I ricatti di Pechino: Taiwan non può essere elencata come paese sul sito del brand

Poche ore dopo la diffusione degli screenshot del sito web di Bulgari e la furia dei cinesi sul social media Weibo, il marchio italiano del lusso ieri si è scusato. Le foto mostrano il menu a tendina “trova un negozio” Bulgari, e sotto l’intestazione Asia compaiono: Cina; Macao, Cina; Hong Kong, Cina; e Taiwan, senza Cina, rendendo l’isola mai governata dal Partito comunista cinese, e che però Pechino rivendica come proprio territorio,  un mercato, e quindi un paese, di fatto  indipendente. Ad avvalorare la tesi gli screenshot mostrano i caratteri dei due paesi delle stesse dimensioni sulla cartina geografica. L’azienda è diventata argomento di tendenza sul social, con gli utenti cinesi che chiedevano il boicottaggio,  e scatenando l’ira  dei tabloid: “Taiwan è una parte inalienabile del territorio cinese e non può essere elencata come paese”, ha scritto il Global Times.

Bulgari, che ha 18 negozi a Taiwan e nel 2022 ha guadagnato ben il 26 per cento dei suoi ricavi dai mercati asiatici, ha pubblicato una lettera in cui sostiene di  rispettare  “la sovranità e l’integrità territoriale della  Cina.
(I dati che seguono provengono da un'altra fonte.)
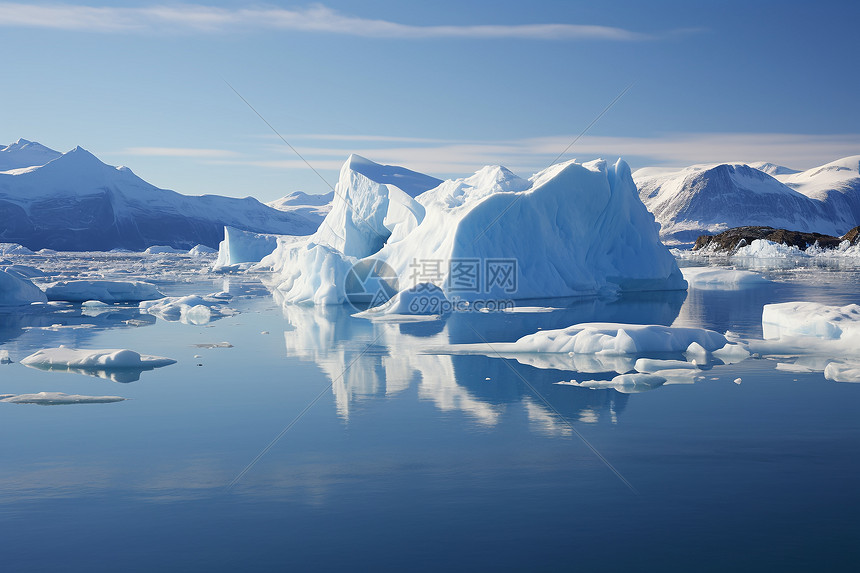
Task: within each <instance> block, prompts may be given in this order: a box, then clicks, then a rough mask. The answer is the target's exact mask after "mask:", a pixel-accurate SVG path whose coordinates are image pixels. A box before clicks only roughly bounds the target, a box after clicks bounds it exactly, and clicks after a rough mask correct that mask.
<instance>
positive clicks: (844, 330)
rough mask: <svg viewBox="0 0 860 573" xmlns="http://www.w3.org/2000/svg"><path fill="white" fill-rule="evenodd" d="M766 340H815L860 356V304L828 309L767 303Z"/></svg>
mask: <svg viewBox="0 0 860 573" xmlns="http://www.w3.org/2000/svg"><path fill="white" fill-rule="evenodd" d="M761 325H762V331H763V335H764V338H765V340H778V339H786V338H802V339H815V340H819V341H833V342H838V343H840V344H839V345H840V347H844V348H853V349H854V350H855V351H856V352H857V353H860V305H856V304H849V305H847V306H842V307H839V306H828V305H824V304H820V303H817V302H784V303H779V304H767V305H765V306H764V309H763V310H762V317H761Z"/></svg>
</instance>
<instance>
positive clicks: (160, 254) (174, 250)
mask: <svg viewBox="0 0 860 573" xmlns="http://www.w3.org/2000/svg"><path fill="white" fill-rule="evenodd" d="M143 252H144V253H146V254H147V255H164V254H169V255H176V254H179V253H184V252H185V251H184V250H183V249H175V248H173V247H171V246H168V245H153V246H151V247H147V248H146V250H144V251H143Z"/></svg>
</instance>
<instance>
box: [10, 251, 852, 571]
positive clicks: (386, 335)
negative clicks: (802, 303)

Abbiamo immediatamente corretto gli indirizzi dei negozi contrassegnati erroneamente e le indicazioni sulla mappa, che sono il risultato di negligenza della direzione. Ci scusiamo profondamente per l’errore”. Ma le scuse su Weibo non sono bastate, anzi, hanno fatto partire una seconda ondata d’indignazione, e dopo i trend “Il sito ufficiale di Bulgari indica Taiwan come paese”, “Bulgari si scusa”, è partito l’hashtag: “Le scuse di Bulgari non siano esclusivamente per la Cina”. Il Quotidiano del popolo  ha criticato la lunghezza e la “sincerità” delle scuse, fatte “su misura” per i cinesi, i quali difficilmente si sarebbero convinti:  “Non pubblicarlo all’estero al di fuori della Cina dimostra che si preoccupano solo dei soldi e non si rendono conto dei propri errori”, scrive un utente. Pechino, forte della sua capacità di ricatto economico, detta spesso le condizioni ai brand internazionali: se “sbagliano” pretende le scuse, e a Bulgari vuole insegnare anche come scusarsi.